The only statistic we will use is WAR, Wins Above Replacement. While WAR is not without issues, it is useful for modeling value.
We start with the contract, reported to be an average of $31 million per year. Let's assume the salary is constant over the life of the contract.
Baseball salaries have been on a rapid rise with many teams signing much more lucrative television deals. The rest of broadcast television is facing a bleak future with video-on-demand, but sporting events are rarely time-shifted. I was willing to watch the opening game in Australia three hours late to avoid waking at 4 am on a Saturday, but nobody calls my behavior typical. A study earlier in the off-season pegged the cost of a free agent at $6.2 million per WAR.
A key assumption is how fast salaries continue to rise. Free agent salaries rose at about 10% per year for the past decade, but we will assume the rate of increase slows to 5% per year.
Miguel Cabrera was worth 7.2 WAR per season from 2011 to 2013, averaging FanGraphs' and Baseball Reference's data. We will set that as his baseline prior to 2014.
Miguel Cabrera has improved with age, but at some point must decline just like all the great ones. We will assume his WAR decreases at 10% per year, including 2014.
|Year||Age||Pay ($M)||WAR||$/WAR||Value ($M)||Surplus Value ($M)|
The last column, surplus value, attempts to calculate how many millions Cabrera is worth beyond his salary, or if negative how much he will be overpaid. One way to decide if the contract is fair is to add up the column and see if the result is near zero.
Let's consider only years 2016 to 2023, because Cabrera was already under contract through 2015. Those are the middle eight years of this twelve year contract. The last two are option years, but they are triggered by performance so let's leave them out. And let's simplify this with a chart of his projected value, in millions of dollars.
The blue line is Miggy's value from the above table. The orange line is his salary. On the left side these form a triangle where the Tigers receive value above Cabrera's salary, and on the right side another triangle where regret sets in. If the triangles are the same size, the contract is fair. With the assumptions above, it looks like the Tigers paid too much.
Let's try a 9% annual decline in Cabrera's value.
Now the contract favors the Tigers. For single digit assumptions, the difference between salary inflation and Cabrera's decline needs to be under 5% for him to be underpaid.
What if salaries grow at 10%, while Cabrera declines at 12%? Miggy is then an average ballplayer at age 40, and the Tigers come out ahead.
But a 20% annual decline means that Tigers overpay by $100 million!

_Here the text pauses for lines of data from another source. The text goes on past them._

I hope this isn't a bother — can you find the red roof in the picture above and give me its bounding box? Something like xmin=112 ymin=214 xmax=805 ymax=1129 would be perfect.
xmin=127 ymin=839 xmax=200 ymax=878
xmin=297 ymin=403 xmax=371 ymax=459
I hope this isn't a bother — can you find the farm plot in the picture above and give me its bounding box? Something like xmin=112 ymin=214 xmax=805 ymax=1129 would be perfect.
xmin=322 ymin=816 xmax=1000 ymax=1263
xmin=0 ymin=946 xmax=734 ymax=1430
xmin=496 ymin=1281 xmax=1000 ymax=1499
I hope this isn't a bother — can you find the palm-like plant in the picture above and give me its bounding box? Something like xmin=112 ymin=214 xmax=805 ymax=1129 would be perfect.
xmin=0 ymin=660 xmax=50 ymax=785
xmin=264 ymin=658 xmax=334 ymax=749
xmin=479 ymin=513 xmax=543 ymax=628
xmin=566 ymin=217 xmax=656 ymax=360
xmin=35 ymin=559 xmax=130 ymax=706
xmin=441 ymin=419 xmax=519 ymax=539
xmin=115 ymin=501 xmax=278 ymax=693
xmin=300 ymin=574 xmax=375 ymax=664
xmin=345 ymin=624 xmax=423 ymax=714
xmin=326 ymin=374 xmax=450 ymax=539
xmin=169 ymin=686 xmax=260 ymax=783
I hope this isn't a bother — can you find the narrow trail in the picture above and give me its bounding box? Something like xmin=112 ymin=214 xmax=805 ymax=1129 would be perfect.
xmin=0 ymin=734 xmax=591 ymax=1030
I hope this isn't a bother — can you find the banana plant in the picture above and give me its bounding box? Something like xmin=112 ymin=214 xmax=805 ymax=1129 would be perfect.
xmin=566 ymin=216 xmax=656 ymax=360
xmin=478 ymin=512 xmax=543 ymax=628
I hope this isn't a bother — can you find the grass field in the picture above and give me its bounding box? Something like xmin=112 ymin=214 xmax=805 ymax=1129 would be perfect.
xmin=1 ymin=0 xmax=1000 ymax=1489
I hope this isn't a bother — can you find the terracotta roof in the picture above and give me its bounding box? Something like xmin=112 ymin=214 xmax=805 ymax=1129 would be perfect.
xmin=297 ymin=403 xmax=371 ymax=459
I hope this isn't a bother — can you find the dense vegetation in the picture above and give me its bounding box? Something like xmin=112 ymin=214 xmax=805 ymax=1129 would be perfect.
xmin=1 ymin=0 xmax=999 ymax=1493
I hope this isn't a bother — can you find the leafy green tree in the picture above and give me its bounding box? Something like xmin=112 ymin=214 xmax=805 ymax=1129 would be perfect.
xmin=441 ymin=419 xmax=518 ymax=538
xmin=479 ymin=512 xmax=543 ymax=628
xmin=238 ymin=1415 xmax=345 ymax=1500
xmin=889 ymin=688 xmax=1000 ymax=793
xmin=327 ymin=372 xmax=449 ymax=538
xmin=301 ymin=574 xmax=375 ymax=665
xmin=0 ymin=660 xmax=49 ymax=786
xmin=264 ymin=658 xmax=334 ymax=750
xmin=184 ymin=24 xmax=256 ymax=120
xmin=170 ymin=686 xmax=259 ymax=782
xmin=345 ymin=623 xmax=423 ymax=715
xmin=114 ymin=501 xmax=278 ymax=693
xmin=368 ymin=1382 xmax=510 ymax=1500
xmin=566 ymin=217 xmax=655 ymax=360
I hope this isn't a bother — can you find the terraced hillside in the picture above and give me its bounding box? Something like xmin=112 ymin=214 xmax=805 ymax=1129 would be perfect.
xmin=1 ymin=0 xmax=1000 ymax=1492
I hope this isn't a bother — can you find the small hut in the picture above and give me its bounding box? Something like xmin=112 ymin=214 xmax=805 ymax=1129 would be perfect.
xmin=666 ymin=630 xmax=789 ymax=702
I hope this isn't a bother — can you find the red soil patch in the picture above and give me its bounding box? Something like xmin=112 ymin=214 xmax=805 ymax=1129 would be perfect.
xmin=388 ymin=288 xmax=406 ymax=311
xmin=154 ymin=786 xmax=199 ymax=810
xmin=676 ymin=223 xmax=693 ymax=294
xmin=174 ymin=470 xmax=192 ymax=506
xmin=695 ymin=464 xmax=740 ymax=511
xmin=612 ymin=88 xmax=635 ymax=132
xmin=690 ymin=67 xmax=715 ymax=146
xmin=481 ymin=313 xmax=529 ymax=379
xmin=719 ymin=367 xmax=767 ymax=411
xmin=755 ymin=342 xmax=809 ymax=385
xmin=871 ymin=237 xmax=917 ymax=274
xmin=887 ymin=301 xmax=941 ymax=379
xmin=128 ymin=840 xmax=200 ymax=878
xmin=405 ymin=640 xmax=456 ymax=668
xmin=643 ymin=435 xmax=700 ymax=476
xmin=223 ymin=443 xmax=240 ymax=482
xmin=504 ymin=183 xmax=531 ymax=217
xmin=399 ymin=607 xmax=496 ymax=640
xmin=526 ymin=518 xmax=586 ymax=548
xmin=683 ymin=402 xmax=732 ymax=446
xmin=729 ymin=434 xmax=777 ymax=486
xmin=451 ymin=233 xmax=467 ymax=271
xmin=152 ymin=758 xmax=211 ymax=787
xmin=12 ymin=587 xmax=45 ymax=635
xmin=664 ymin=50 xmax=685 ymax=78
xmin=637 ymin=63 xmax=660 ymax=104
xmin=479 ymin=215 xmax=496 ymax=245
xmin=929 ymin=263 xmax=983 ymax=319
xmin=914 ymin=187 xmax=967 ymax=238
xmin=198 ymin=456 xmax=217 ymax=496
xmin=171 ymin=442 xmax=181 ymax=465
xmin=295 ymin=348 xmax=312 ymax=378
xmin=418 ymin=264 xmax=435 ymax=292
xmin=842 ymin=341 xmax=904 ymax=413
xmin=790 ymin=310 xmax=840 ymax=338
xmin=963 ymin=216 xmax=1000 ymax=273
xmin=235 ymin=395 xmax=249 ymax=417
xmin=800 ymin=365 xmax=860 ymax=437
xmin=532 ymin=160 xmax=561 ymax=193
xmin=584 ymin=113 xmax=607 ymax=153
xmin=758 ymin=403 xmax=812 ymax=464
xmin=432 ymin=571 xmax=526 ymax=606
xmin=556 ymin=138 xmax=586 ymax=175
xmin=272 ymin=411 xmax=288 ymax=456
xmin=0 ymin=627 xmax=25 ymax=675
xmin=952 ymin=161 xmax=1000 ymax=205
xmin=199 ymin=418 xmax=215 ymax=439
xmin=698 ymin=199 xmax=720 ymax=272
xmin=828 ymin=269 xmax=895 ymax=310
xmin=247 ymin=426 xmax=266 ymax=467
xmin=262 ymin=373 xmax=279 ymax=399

And Miggy is still producing nearly 1 WAR at age 40.
Cabrera has 54.6 bWAR through 2013. With a 10% decline, he adds 46.5 through age 42 for a total of 100. That decline still has him producing 2.5 WAR at age 40. A total of 100 would be 21st all-time, ahead of George Brett, Al Kaline, Roberto Clemente, and Cal Ripken but behind Joe Morgan, Mike Schmidt, Frank Robinson, and Mickey Mantle. To even be approaching the top ten position players would require a decline of 4% and would mean 4.4 WAR at age 42. Miggy does things that do not seem possible, but being an All Star at 42 is beyond even his reach. Thus I lean to the 10% average decline, though lower in the early years and higher in the later years.
There are all sorts of simplifications that we made. Salaries do not increase in a linear fashion. Baseball innovates and salaries increase faster for a while. The economy crashes and salaries are flat or even decline.

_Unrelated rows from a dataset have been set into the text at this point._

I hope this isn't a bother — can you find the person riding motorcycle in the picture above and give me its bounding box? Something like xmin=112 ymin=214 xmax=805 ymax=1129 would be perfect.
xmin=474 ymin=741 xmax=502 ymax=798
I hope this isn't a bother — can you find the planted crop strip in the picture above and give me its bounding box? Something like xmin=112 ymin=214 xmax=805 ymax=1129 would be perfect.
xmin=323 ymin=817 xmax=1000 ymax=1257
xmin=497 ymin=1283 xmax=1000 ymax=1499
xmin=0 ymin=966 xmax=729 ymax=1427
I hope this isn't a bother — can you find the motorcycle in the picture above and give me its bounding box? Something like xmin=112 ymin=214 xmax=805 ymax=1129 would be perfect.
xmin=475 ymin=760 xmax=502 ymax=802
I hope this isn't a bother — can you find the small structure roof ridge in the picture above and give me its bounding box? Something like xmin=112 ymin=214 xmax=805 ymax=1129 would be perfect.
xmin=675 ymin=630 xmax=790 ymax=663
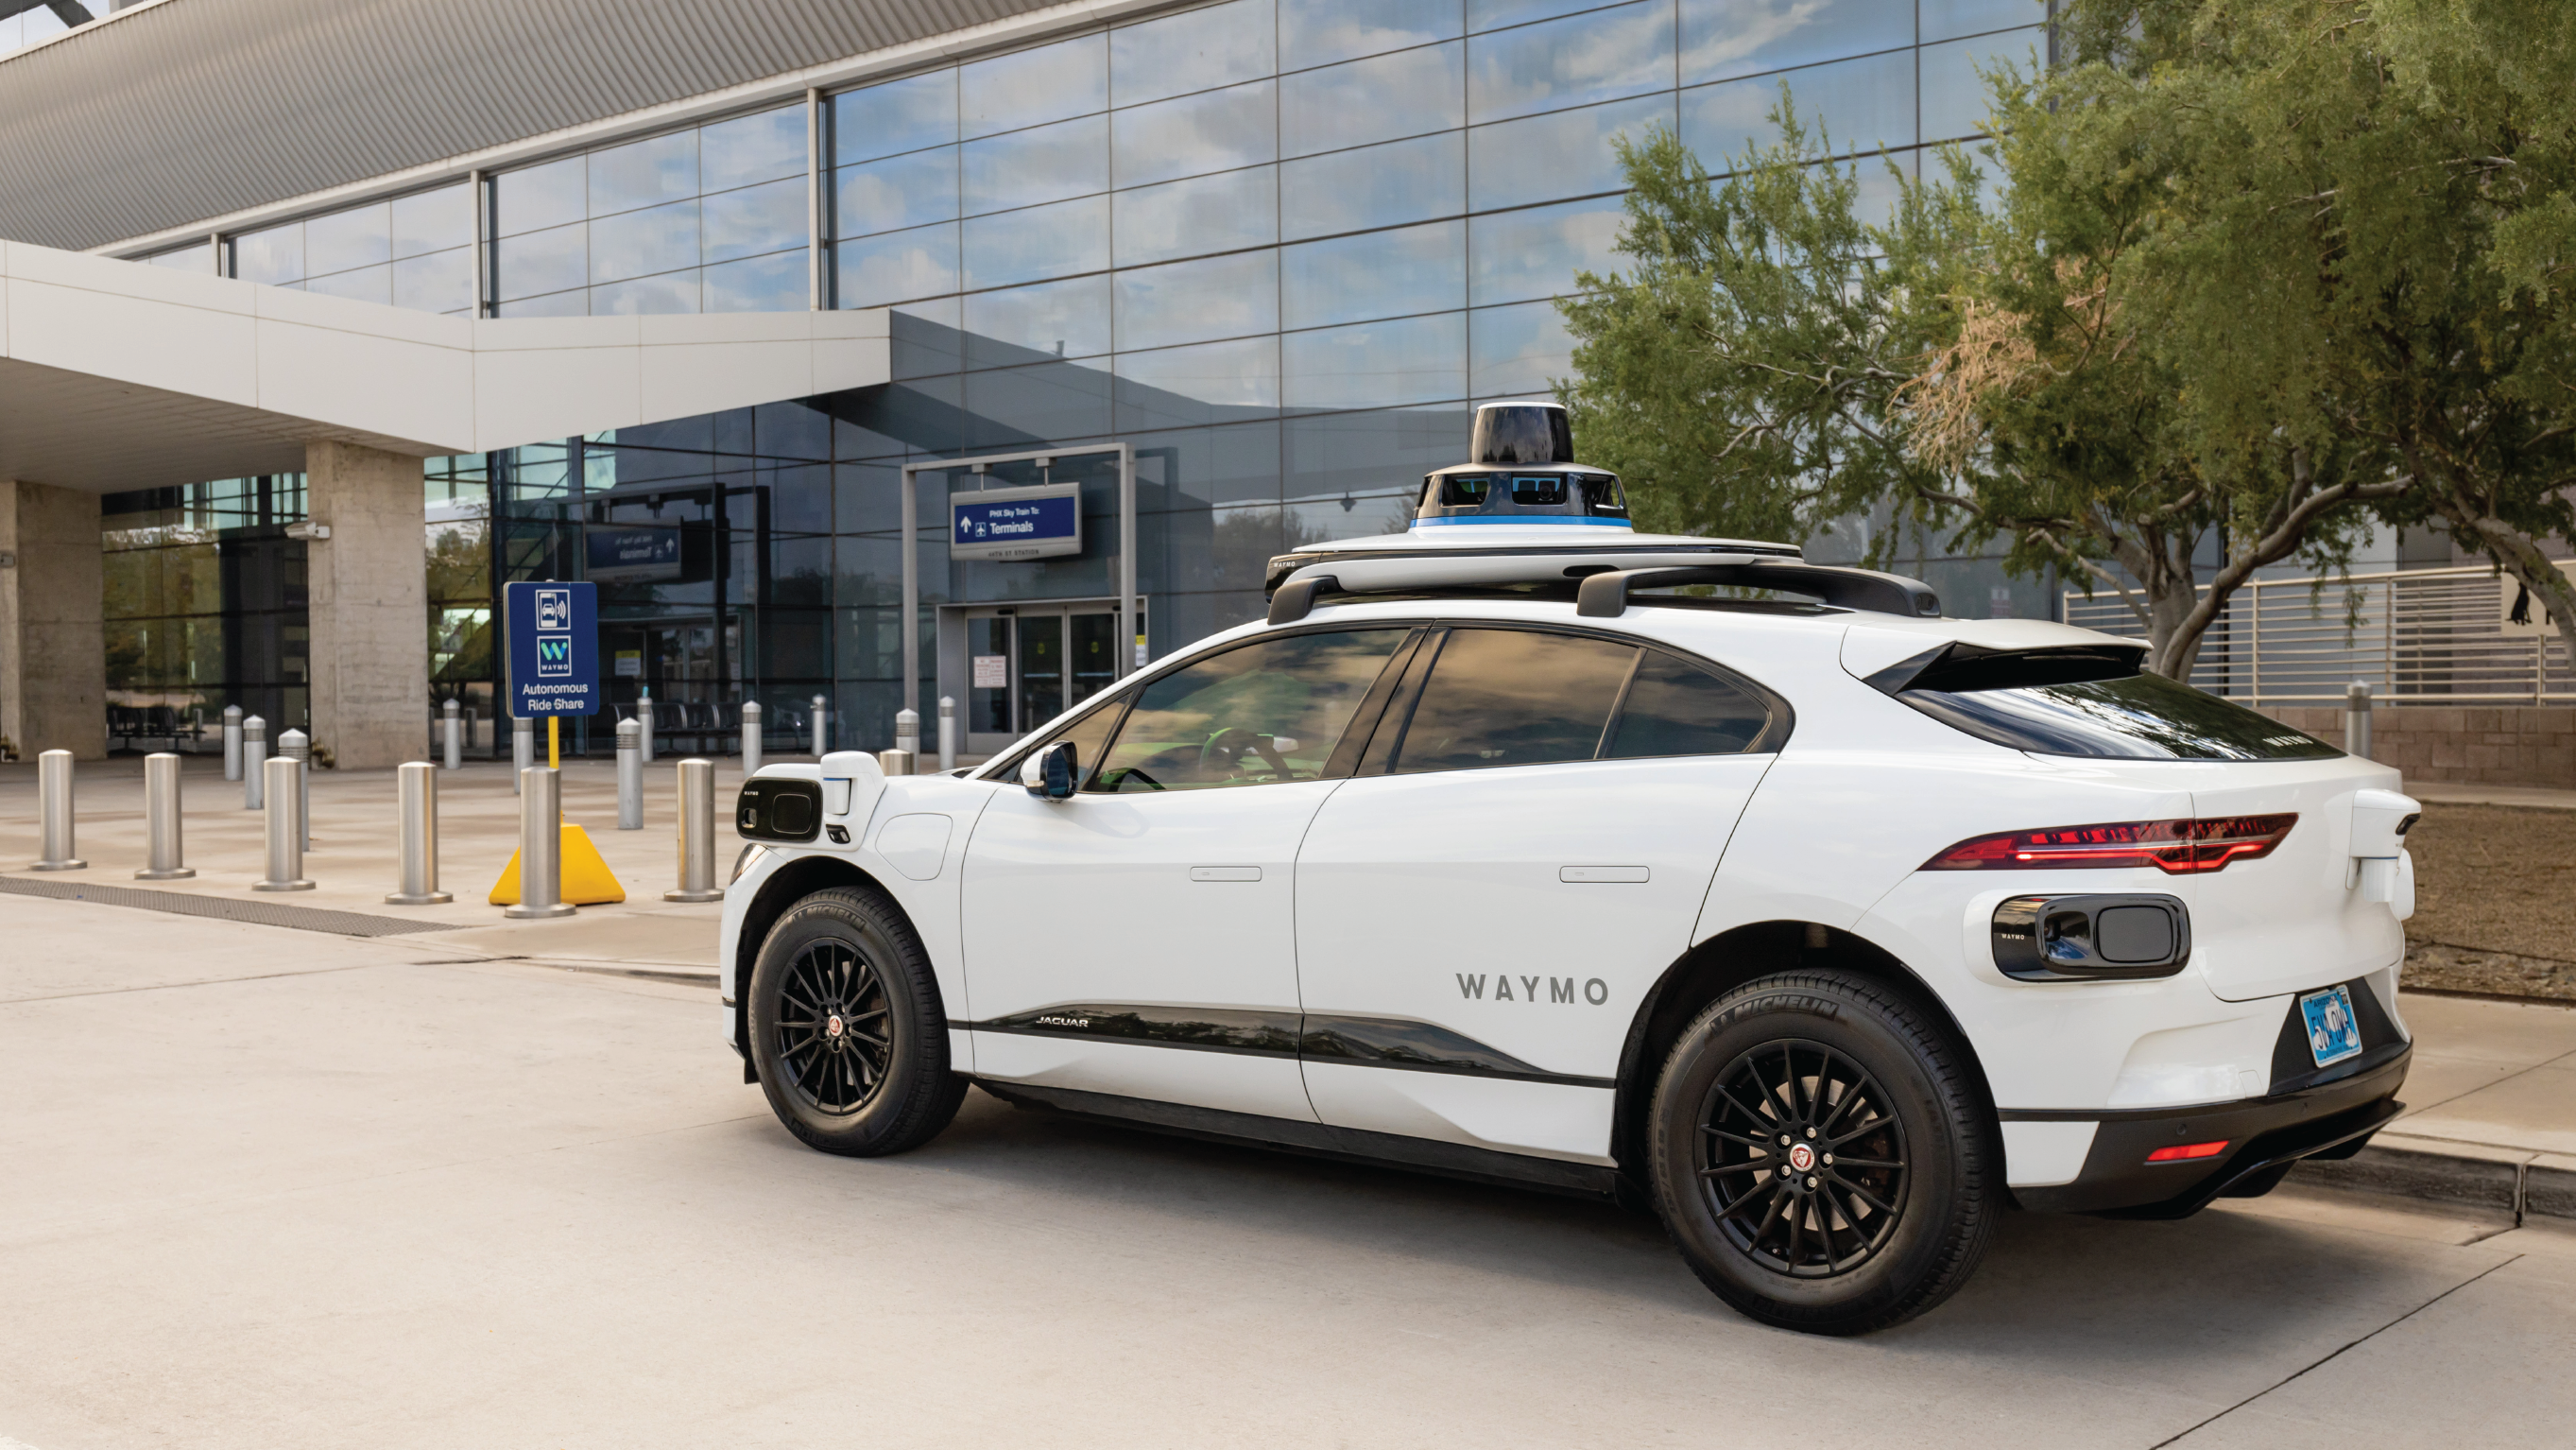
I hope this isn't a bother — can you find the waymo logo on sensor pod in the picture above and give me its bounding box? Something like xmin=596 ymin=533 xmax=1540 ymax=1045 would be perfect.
xmin=1457 ymin=974 xmax=1610 ymax=1005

Wins are not valued the same by all teams at all times. The Tigers would not have made the playoffs last year without Cabrera, so he provided extra value that we have not included in the analysis. If in five years the Tigers are nowhere near the playoffs, he will be worth less than the average dollars per WAR. We have neglected the time value of money, as excess value in the early years is worth more than in later years. But have you checked the interest rates at the bank lately?
There are even less tangible matters like the value of Cabrera forever being thought of as a Tiger in the tradition of Gehringer, Kaline, and Trammell. We will not have to incessantly watch a highlight of an injured Cabrera rounding the bases and pumping his arm after a walk-off home run for the Dodgers in the World Series. And that is priceless.
So we can boil the contract decision down to this. Do you think salaries will grow at a rate over 5% a year, and that the Tigers will be reasonably competitive for the next decade? Then give credit to Dave Dombrowski for another deal done well.